En la medida que decides vivir y seguir al Señor, experimentas la pobreza y debilidad de tus fuerzas. Ves la película de tu vida necesitada imperiosamente de la Gracia del Señor. No puedes, ni siquiera atreverte a amar, y más, perdonar, sin su Concurso, sin su Gracia, sin su Amor. SIN MÍ NO PODÉIS HACER NADA (Jn 15,5b), nos dice el Señor en una ocasión.
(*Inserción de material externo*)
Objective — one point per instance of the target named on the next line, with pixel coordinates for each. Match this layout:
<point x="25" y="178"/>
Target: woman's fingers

Experimentas que todo depende y dependerá del Señor. Tú sólo tienes la oportunidad, porque así también lo ha querido Él, de decidir el camino a tomar. Puedes optar por el camino que el mundo te ofrece. Un camino de luces de colores, de éxito, de fama y riqueza; un camino de placeres, pasiones, sentimientos y dulzura limitada y temporal; un camino de alegrías efímeras y gozo inmaduro, imperfecto, intranquilo que conduce a la muerte.
O puedes elegir el camino, simplemente, de Cruz con el que Jesús te invita a recorrer el particular y propio calvario de tu vida. Una Cruz que, en principio, asusta, duele, mortifica, complica, inquieta, desespera, y se hace hasta pesada; una Cruz de dolor, de sudor y sangre, de incomprensiones, de insultos, de críticas que dejan huellas de sufrimiento. Un camino que no se entiende ni comprende sino cuando, a la hora de fruto maduro, el gozo, la paz y la felicidad emergen plácidamente y eternamente.
Una Cruz que libera, porque viene del Libertador, del Hijo que hace la Voluntad del Padre. Y el Padre quiere, busca y desea el bien de sus hijos. Un Padre veraz, que no engaña, que da la vida de su Hijo, y que nos ama con verdadera locura de Padre dándonos su misma Gloria para compartirla con nosotros.
No se puede pedir más. No sólo pedir, sino que no sabríamos pedirle eso. Él, en el colmo del Amor, se nos ha adelantado y nos ha regalado lo que nosotros no seríamos capaces ni de soñar, y menos pedir. ¡Padre, perdónanos porque no sabemos ni pedir ni, menos, entenderte! Postrados a tus pies te adoramos y bendecimos y, confiados a tu Misericordia, esperamos tu salvación. Amén.